Most Vietnamese National Assembly (NA) deputies have supported modifying the law to give workers the option of a lump-sum social insurance payment one year after their employment ends, instead of their having the fund suspended until their retirement.
According to an internal opinion poll, 87.45 percent of lawmakers agreed that Article 60 of the 2014 Law on Social Insurance should be revised so that laborers can have the option.
The 2014 Law on Social Insurance was approved by the NA in November 2014 to revise the 2006 Law on Social Insurance and is slated to take effect on January 1, 2016.
Pursuant to the article, which amended Article 55 of the 2006 Law on Social Insurance, the scope of employees eligible to receive a lump-sum social insurance allowance when they resign from work is narrowed.
Accordingly, only a limited number of people are entitled to such lump-sum payments, while other resigned employees must wait until they reach their retirement age (60 for men and 55 for women) to get or receive such lump sums.
The above poll result was announced by Nguyen Hanh Phuc, chairman of the NA and head of the secretariat of the ongoing ninth session of the 13th term.
The poll was conducted after the NA failed to reach unanimity on two options raised for discussion at their meeting on May 27.
One of the options was that laborers take a lump-sum social insurance payment upon their resignation, and the other option was for laborers to continue paying insurance premiums – voluntarily or through their new employers – and receive their social insurance payment upon retiring.
At the end of the meeting, the NA’s deputy chairman, Uong Chu Luu, suggested a poll, and on June 4, 470 ballots were given to deputies.
All the ballots were returned, and 411 of them agreed to give workers the option of a lump-sum social insurance payment one year after their employment ends.
Based on this result, the NA Standing Committee has directed concerned agencies to draft a resolution on “implementing the policy to pay workers a lump-sum social insurance payment one year after their resignation,” as stated in Item c, Clause 1, Article 55 of the 2006 Law on Insurance.

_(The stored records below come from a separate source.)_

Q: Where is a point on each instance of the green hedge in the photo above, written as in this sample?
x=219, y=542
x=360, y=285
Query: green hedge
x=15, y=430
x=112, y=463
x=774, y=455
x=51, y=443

This article has been amended by the above Article 60 (of the 2014 Law on Insurance) that has recently faced strong responses from people, especially workers in several plants in Ho Chi Minh City and neighboring Binh Duong Province.
On March 26, tens of thousands of workers at Pou Yuen Vietnam Co. Ltd., a Taiwanese-invested maker of sport shoes and garments for export in Binh Tan District, Ho Chi Minh City, went on strike to protest the article.
The strikers agreed to resume work on April 2 after competent agencies promised to consider their aspirations.
These workers argued that they likely could not continue to work until they retire, so if they quit their job in the near future they would have to wait for a long time to get such payment.
Some workers said they might quit their current job and start a business on their own in the future, so they wanted to get lump sums upon resignation as capital for their new career.
Most strikers requested that the law give them the right to decide on either taking a lump-sum social insurance allowance or accumulating their periods of payment of social insurance in order to receive a pension when they retire.